Esto ocurrió una mañana después de un periodo vacacional. ¿Tras las navidades? ¿Tras la Semana Santa? No lo recuerdo. Importa al relato este detalle temporal porque forma parte del contexto una entrega de notas previa a los días no lectivos. Yo estaba en la puerta del instituto donde daba clases. ¿Que cuál es? Esto sí importa poco al relato.
Sigo. Un padre se acercó a mí. Me preguntó si yo daba clases ahí. Respondí afirmativamente. Me dijo el nombre de su hijo. No sabía quién era. Me dio más detalles: el curso, el nombre de algún compañero que le daba clase… Me disculpé. No sabía quién era su hijo. Me dijo que había aprobado todo. Le felicité. El hombre, muy serio, me miró. Hizo un gesto de extrañeza.
—¿Cómo? –me preguntó.
Con desconcierto, respondí:
—Lo siento. No entiendo su pregunta.
—¿Que cómo aprobó todo mi hijo si es un burro, si no sabe nada?
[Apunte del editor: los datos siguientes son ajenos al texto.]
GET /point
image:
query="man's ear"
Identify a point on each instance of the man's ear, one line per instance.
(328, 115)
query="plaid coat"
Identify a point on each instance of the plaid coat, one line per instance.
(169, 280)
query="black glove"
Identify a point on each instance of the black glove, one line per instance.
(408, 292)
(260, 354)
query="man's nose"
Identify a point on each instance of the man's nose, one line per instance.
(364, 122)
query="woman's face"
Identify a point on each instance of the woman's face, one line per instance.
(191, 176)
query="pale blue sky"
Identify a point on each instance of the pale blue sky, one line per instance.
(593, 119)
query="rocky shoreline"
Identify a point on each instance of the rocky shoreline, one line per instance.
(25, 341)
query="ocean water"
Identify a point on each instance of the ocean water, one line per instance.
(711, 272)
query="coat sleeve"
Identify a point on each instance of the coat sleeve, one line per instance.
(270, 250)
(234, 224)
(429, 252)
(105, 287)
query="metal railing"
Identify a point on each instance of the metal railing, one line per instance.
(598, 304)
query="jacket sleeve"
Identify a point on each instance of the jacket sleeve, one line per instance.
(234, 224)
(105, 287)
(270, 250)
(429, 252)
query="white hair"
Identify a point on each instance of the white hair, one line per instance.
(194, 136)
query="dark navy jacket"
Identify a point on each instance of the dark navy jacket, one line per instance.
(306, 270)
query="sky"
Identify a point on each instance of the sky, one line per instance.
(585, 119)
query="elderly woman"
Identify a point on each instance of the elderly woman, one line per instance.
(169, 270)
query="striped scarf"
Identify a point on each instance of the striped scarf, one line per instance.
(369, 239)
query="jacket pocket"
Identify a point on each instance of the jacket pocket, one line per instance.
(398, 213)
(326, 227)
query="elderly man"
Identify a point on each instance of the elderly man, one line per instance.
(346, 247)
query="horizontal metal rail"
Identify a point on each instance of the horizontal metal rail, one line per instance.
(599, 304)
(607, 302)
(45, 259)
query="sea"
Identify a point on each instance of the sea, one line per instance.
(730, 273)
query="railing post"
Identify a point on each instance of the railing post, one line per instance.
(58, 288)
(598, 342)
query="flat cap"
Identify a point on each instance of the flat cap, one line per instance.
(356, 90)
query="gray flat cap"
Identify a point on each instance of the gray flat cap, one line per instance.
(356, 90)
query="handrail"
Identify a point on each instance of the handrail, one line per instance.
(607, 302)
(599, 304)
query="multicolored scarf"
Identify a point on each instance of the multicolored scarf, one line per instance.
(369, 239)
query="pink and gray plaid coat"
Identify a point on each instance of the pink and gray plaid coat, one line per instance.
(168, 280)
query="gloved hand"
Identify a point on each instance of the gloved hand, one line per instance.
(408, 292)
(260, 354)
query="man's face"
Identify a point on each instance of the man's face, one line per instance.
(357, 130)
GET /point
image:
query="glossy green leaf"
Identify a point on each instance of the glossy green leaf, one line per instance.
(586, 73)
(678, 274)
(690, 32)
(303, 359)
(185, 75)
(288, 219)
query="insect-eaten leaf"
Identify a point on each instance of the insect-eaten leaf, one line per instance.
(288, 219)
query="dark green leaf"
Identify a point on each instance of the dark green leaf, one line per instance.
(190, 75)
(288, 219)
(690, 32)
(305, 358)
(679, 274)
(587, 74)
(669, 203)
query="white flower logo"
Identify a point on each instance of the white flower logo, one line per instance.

El mundo se me vino abajo. Alegué que desconocía quién era su hijo y cómo se había llevado a cabo la evaluación trimestral. El hombre, intuyo que consciente del brete en el que me había metido (sin duda alguna que de manera involuntaria), dijo por lo bajo: «No entiendo nada». Me dio los buenos días y me dejó donde mismo me había encontrado.
Lo vi marcharse al tiempo que pensaba: «Todos preguntan por qué sus hijos han suspendido; pero nadie, como este señor, por qué han aprobado. ¿No contiene esta pregunta el germen de lo que ha de ser una revolución positiva en la educación?». Especialmente ilusionado entré en el instituto.